• Jun. 9, 2017, media noche

A propósito de la Estrategia Nacional de Reconversión Ganadera presentada recientemente por el INTA, existen razones suficientes para analizar el tema de la ganadería en el país, no solo por su contribución económica sino también por los grandes retos sociales y ambientales que tiene por delante en un contexto de mercados globalizados y fuerte incidencia del cambio climático. 

Desde el punto de vista económico la ganadería es sumamente importante, no solo por su rol en el PIB y en las exportaciones totales y agropecuarias sino por ser el principal medio de vida para miles de familias campesinas que utilizan las reses como mecanismo de ahorro, de seguridad o de emergencia ante cualquier eventualidad;  por esa razón la ganadería esta tan arraigada en el país y no se pueden pensar soluciones de fondo para los problemas del agro sino se toma en cuenta a los sectores que viven de ella con lógicas e intereses distintos y si no se apuesta a  la transformación de los sistemas de manejo predominantes, que además de poco productivos tienen un impacto ambiental negativo. 

El modelo extensivo desarrollado alrededor de la ganadería en Nicaragua, hace de esta una de las actividades económicas más ineficientes, con indicadores productivos entre los más bajos de Centroamérica. 

Por ejemplo, en vez de producir 7 litros por vaca como en Costa Rica producimos la mitad; en lugar que una vaca pueda parir un ternero a los 2 años, lo hace en 3 o 4, en lugar de llevar un novillo de 400 kg a matadero a los 2 años, lo hacemos al doble. 

En fin, no podemos sentirnos orgullos de ser el país mas ganadero de la región con tantas debilidades como las ya mencionadas, y tampoco es cierto que somos “competitivos”, sino consideramos los elevados costos ambientales de producir carne o leche.

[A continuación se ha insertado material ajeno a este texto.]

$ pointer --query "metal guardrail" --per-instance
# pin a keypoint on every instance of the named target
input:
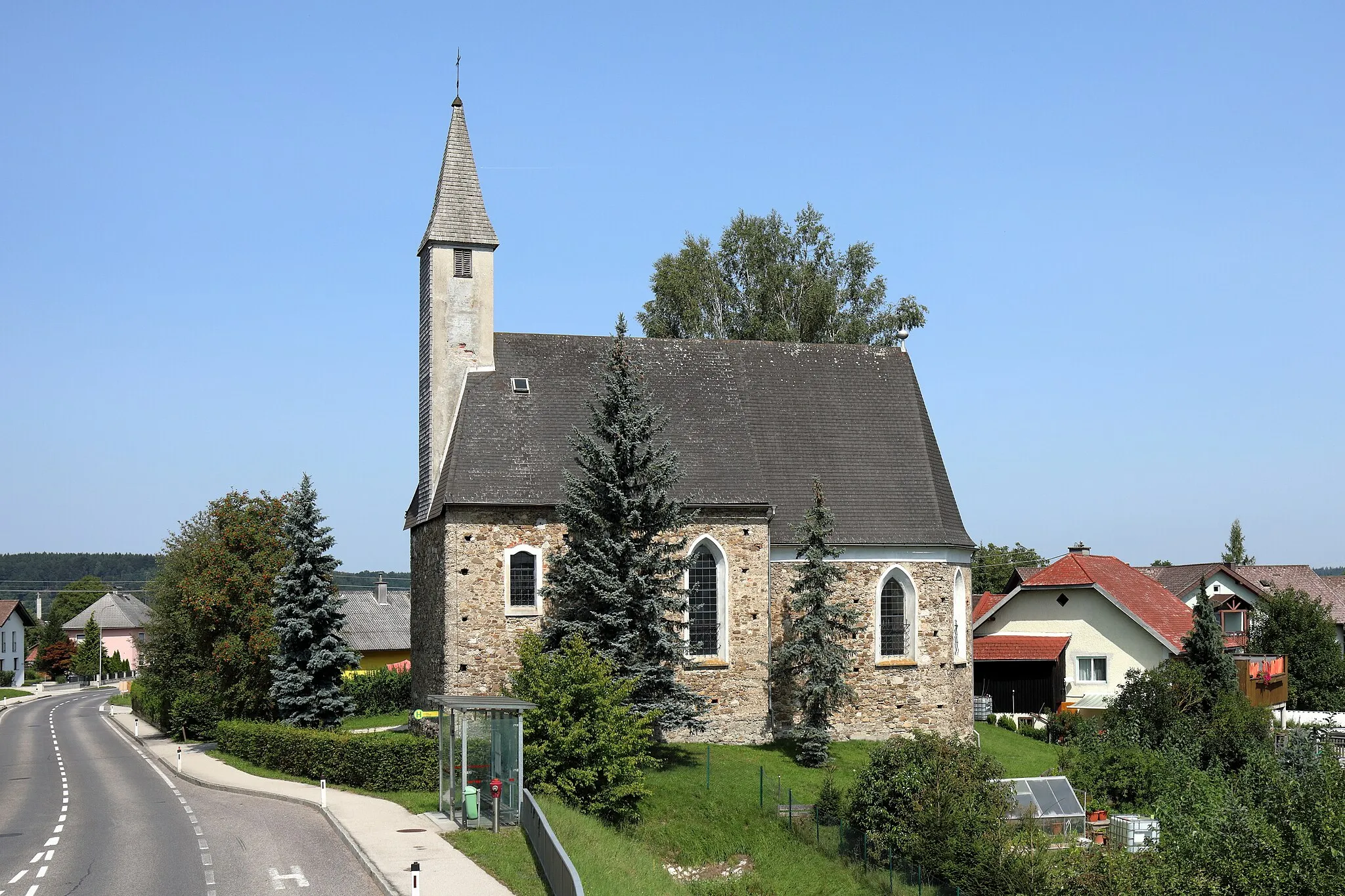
(556, 864)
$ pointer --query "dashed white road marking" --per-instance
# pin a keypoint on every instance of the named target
(277, 880)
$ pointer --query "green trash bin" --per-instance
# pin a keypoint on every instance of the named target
(470, 805)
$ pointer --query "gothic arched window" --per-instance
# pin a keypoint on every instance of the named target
(892, 620)
(705, 601)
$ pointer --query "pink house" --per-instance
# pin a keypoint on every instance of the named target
(123, 620)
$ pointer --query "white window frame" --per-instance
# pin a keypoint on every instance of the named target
(959, 616)
(510, 610)
(912, 614)
(721, 581)
(1079, 677)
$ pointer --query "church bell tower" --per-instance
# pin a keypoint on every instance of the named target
(456, 304)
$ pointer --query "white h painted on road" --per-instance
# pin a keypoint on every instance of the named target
(277, 880)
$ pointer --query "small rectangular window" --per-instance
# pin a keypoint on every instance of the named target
(1093, 668)
(462, 263)
(522, 580)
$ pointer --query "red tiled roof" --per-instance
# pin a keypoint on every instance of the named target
(1019, 647)
(984, 605)
(1151, 602)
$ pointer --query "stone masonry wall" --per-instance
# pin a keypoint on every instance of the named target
(931, 692)
(464, 643)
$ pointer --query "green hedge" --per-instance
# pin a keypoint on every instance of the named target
(373, 762)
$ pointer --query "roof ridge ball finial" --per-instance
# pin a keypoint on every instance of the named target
(458, 79)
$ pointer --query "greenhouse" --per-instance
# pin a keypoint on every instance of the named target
(1051, 800)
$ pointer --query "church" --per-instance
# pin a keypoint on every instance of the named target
(752, 422)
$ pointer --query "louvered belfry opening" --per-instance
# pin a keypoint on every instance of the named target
(704, 605)
(522, 580)
(462, 263)
(892, 620)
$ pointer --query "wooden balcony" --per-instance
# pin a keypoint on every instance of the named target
(1265, 680)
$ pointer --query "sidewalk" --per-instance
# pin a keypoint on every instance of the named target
(373, 828)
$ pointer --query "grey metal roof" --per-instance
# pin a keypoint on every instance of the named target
(374, 626)
(481, 702)
(752, 422)
(114, 610)
(459, 214)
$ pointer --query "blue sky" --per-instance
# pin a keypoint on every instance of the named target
(1128, 226)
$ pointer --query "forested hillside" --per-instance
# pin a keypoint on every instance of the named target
(23, 575)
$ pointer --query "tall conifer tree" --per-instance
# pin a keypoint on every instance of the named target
(311, 653)
(816, 657)
(619, 584)
(1235, 553)
(1204, 648)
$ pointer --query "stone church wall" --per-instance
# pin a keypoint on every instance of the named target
(931, 692)
(464, 643)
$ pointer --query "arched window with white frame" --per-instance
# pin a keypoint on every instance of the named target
(707, 601)
(896, 617)
(522, 581)
(959, 617)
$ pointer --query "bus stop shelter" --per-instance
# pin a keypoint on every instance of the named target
(481, 739)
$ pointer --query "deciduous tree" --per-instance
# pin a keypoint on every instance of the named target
(768, 280)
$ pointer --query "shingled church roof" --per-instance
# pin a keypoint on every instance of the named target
(459, 214)
(752, 422)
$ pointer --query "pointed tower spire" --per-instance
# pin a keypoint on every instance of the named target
(459, 214)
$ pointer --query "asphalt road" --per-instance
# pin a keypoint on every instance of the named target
(85, 811)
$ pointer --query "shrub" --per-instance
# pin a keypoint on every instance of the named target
(583, 743)
(380, 692)
(938, 802)
(829, 809)
(1029, 730)
(374, 762)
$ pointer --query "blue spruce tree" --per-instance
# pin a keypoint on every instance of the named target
(311, 653)
(814, 658)
(619, 584)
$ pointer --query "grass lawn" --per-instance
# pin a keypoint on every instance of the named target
(414, 801)
(1019, 754)
(374, 721)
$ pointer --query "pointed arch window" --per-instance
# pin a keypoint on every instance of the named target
(896, 617)
(707, 598)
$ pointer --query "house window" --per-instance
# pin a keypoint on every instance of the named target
(522, 580)
(892, 620)
(704, 603)
(1093, 668)
(462, 263)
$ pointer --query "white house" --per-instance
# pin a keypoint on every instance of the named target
(1069, 633)
(14, 617)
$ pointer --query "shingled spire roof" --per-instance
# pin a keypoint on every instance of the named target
(459, 214)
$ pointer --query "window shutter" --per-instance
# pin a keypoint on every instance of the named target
(462, 263)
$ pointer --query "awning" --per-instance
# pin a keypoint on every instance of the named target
(1019, 647)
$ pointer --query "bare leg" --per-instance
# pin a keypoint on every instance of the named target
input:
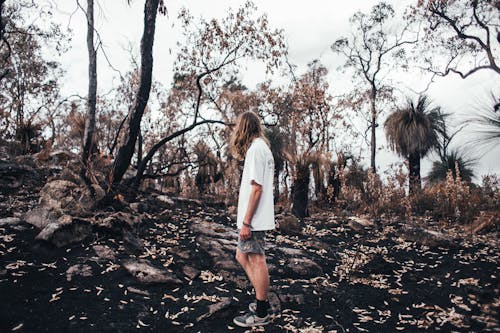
(260, 275)
(245, 263)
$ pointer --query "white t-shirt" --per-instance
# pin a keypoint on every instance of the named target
(259, 167)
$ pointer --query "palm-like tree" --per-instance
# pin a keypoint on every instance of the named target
(486, 122)
(452, 161)
(412, 131)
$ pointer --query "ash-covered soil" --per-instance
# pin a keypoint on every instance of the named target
(338, 274)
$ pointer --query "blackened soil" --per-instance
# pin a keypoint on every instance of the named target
(373, 281)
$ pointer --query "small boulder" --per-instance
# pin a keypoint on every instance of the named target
(289, 225)
(146, 273)
(9, 221)
(222, 309)
(304, 267)
(190, 272)
(63, 234)
(79, 269)
(104, 252)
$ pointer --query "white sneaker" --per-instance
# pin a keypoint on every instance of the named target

En realidad, la competitividad del sector ha sido históricamente a costa de la relativa abundancia de tierras y su fertilidad natural, ocasionando degradación de suelos y de las mismas pasturas donde se alimenta el ganado, deteriorando además las fuentes de agua superficiales; por consiguiente, este modelo ya está agotado y se requiere cambiar, pasando de sistemas ganaderos extensivos en tierra y mano de obra, a sistemas más intensivos en esos dos factores; en lugar de dedicar 2 manzanas para mantener un animal poder manejar 4-6 en esas mismas áreas y en lugar que 100 manzanas de tierra den empleo a 5 personas, que ocupen a 10 o 20. 

Pero ¿qué tipo de modelos tecnológicos pueden garantizar una mayor productividad y sostenibilidad ambiental y a la vez una mayor inclusión social en las zonas ganaderas?  Estamos hablando de sistemas con divisiones más pequeñas de potreros y una rotación más corta de las pasturas, adicionalmente con una suplementación energética, basada en pastos de corte y/o, ensilaje, y también proteica, que incorpora árboles en forma de bancos forrajeros (madero negro, marango, guácimo, etc.), más el suministro de sales minerales, incluido el aporte de pro bióticos en la dieta del ganado, lo cual contribuye, tal y como lo demuestra la experiencia que ha venido desarrollando el Instituto Nitlapan-UCA en alianza con la Financiera FDL, a alcanzar una mejor productividad lechera, ganancia de peso vivo, mayor carga animal y por tanto un excedente económico superior, en comparación a fincas con sistemas de manejo más extensivos. 

Pero este nuevo modelo tecnológico requiere algunas inversiones claves en las fincas y asesoría técnica que no todos los productores y productoras pueden costear por falta de acceso a recursos financieros, lo que implica formular productos financieros adecuados al sector de la pequeña y mediana ganadería. La vinculación de servicios financieros y no financieros (en este caso el crédito con asistencia técnica) podría acelerar los procesos de reconversión e intensificación de las fincas ganaderas, sobre todo en zonas con mejor acceso a mercado.  La asistencia técnica, además de crear condiciones para una mayor productividad, también es un instrumento de gestión del riesgo financiero, porque asegura al prestador de los servicios el reembolso de los créditos, haciendo más segura la actividad y generando beneficios tanto para los productores y productoras ganaderos como para las entidades financieras.